Madame B, médecin généraliste, fait l’objet en septembre 2020 d’une première décision de suspension de l’exercice de la médecine pour une durée de six mois, en raison d’un état pathologique lié à l’usage de l’alcool et de sédatifs. Cette interdiction temporaire d’exercice faisait suite à une procédure déclenchée par l’Ordre, conformément à l’article R.4124-3 du Code de la santé publique, applicable aux situations d’infirmité ou d’état pathologique rendant dangereux l’exercice de la profession de médecin.
A la suite de cette première condamnation, Madame B est autorisée à reprendre son activité, par une décision du 20 mai 2021. Dès le mois de septembre suivant, et alors qu’elle bénéficiait d’un suivi par un médecin addictologue et un psychiatre, cette généraliste fait l’objet d’un signalement d’une patiente auprès du Conseil départemental de la Sarthe de l’Ordre des médecins, décrivant un état d’ébriété à l’occasion de consultations la concernant personnellement ou des tiers.
En octobre 2021, nouveau signalement émanant cette fois de deux employés de la caisse primaire d’assurance maladie de la Sarthe lui ayant rendu visite à son cabinet et relatant un état de très grande confusion, évocateur d’un trouble analogue. Nouvelle procédure et nouvelle sanction de l’Ordre (suspension d’exercice pendant un an et reprise d’activité subordonnée aux résultats d’une nouvelle expertise).
Pour le Conseil national de l’Ordre, le Dr B n’a pu apporter d’éléments circonstanciés pouvant permettre de mettre en doute la matérialité des faits ayant donné lieu à ces signalements. Pour sa défense, cette généraliste s’appuyait sur le rapport d’expertise établi à la demande de l’Ordre par trois médecins désignés comme experts, le premier par l’intéressée, le deuxième par le Conseil régional et le troisième par les deux premiers experts. Ce rapport concluait que son état n’était pas de nature à rendre dangereux l’exercice de la médecine.

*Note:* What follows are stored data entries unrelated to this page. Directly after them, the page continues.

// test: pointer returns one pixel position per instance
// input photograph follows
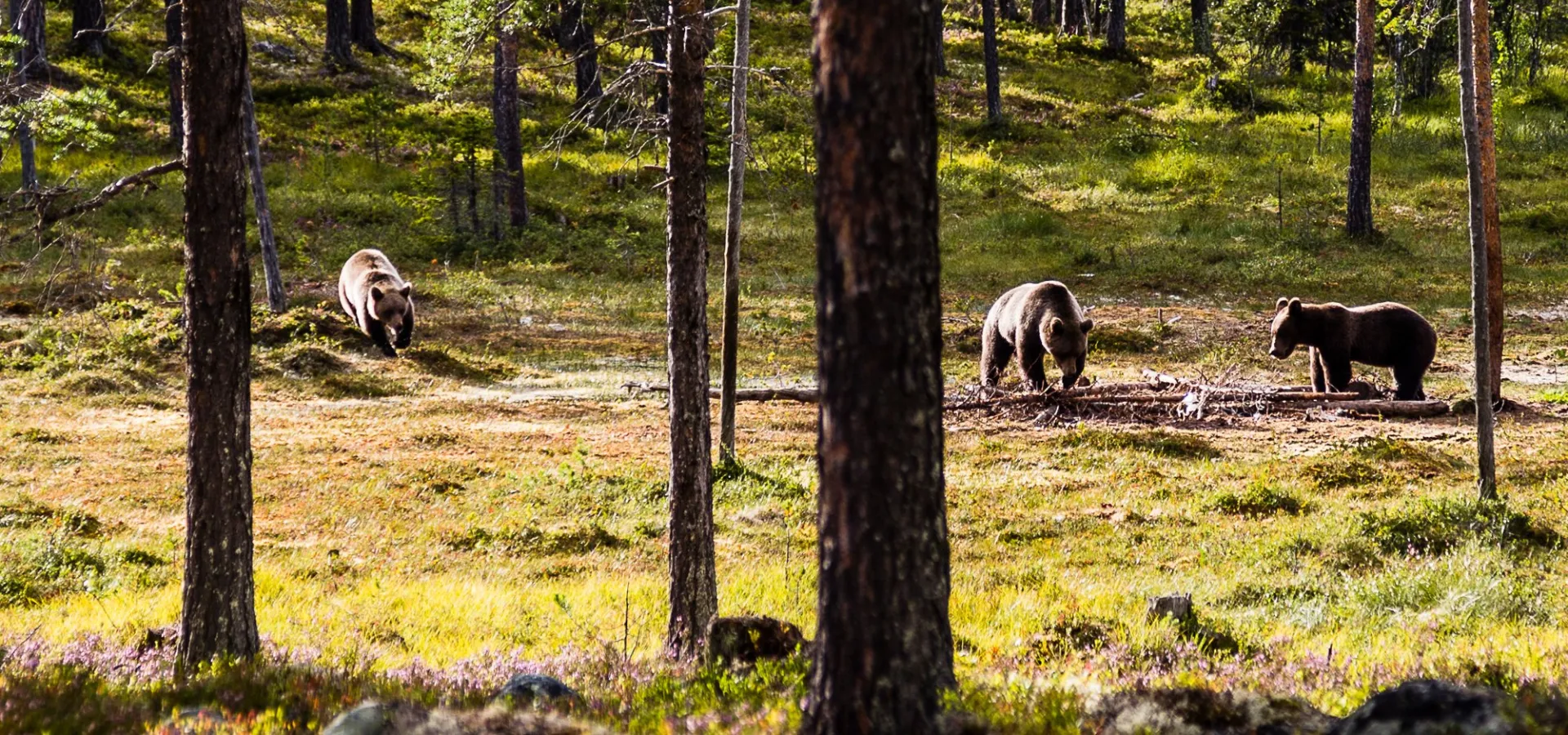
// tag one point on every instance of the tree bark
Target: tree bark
(363, 27)
(993, 73)
(574, 35)
(276, 300)
(737, 193)
(172, 38)
(88, 25)
(509, 126)
(1471, 47)
(339, 41)
(218, 613)
(1358, 190)
(1201, 37)
(693, 593)
(1117, 25)
(27, 20)
(884, 648)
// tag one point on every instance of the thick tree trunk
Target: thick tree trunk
(937, 27)
(1117, 25)
(574, 37)
(883, 648)
(363, 27)
(276, 300)
(1472, 46)
(509, 126)
(1358, 199)
(88, 25)
(27, 20)
(693, 593)
(172, 38)
(218, 613)
(737, 190)
(339, 41)
(993, 73)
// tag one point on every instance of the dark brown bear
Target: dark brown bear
(1385, 334)
(376, 298)
(1036, 320)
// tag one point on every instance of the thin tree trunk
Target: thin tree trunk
(509, 119)
(1471, 47)
(1117, 25)
(693, 593)
(993, 73)
(1201, 38)
(27, 20)
(883, 648)
(276, 300)
(737, 190)
(172, 38)
(88, 25)
(363, 27)
(937, 29)
(339, 41)
(1358, 198)
(218, 612)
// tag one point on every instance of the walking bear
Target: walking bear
(378, 300)
(1385, 334)
(1036, 320)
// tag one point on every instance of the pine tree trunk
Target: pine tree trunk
(883, 648)
(1201, 37)
(509, 126)
(363, 27)
(1117, 25)
(172, 38)
(693, 593)
(218, 613)
(1471, 47)
(276, 300)
(88, 24)
(27, 20)
(737, 190)
(937, 29)
(993, 73)
(339, 41)
(1358, 201)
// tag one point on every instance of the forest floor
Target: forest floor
(494, 501)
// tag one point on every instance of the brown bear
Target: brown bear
(1385, 334)
(378, 300)
(1036, 320)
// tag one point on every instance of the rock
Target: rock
(375, 718)
(1203, 712)
(537, 690)
(194, 721)
(278, 52)
(1432, 707)
(750, 638)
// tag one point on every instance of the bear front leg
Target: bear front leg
(1032, 364)
(995, 351)
(378, 334)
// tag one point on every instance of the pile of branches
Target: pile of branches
(1157, 395)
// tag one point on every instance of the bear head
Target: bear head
(1068, 344)
(391, 308)
(1286, 328)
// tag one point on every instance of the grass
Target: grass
(494, 502)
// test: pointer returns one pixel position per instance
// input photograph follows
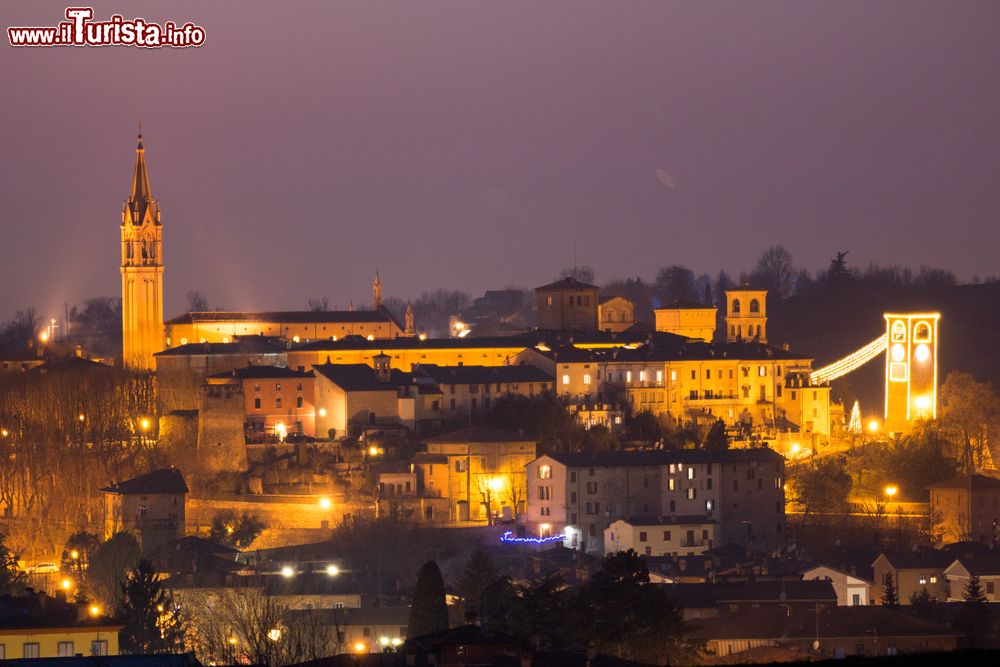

Saisi en dernier recours, le Conseil d’Etat, dans un arrêt du 13 avril 2023, a donné raison à l’Ordre et justifié cette mesure d’interdiction d’exercice en tenant à rappeler qu’un rapport d’expertise ne lie pas le Conseil national, qui peut ainsi en avoir une lecture différente. Et le Conseil d’Etat de rappeler que le Dr B continue de présenter des troubles liés à l’usage de l’alcool et constate que l’intéressée se trouve dans une posture de déni de ses difficultés. Pour l’Ordre, et au vu de l’ensemble des éléments dont il disposait, l’état de santé de cette médecin généraliste rendait dangereux l’exercice de la médecine et justifiait une mesure de suspension d’une durée d’un an.
Si, le plus souvent, l’Ordre suit les conclusions des experts, dans certaines situations il peut s’en démarquer, en rendant une décision qui se doit d’être motivée et visant à protéger le praticien mais surtout sa patientèle.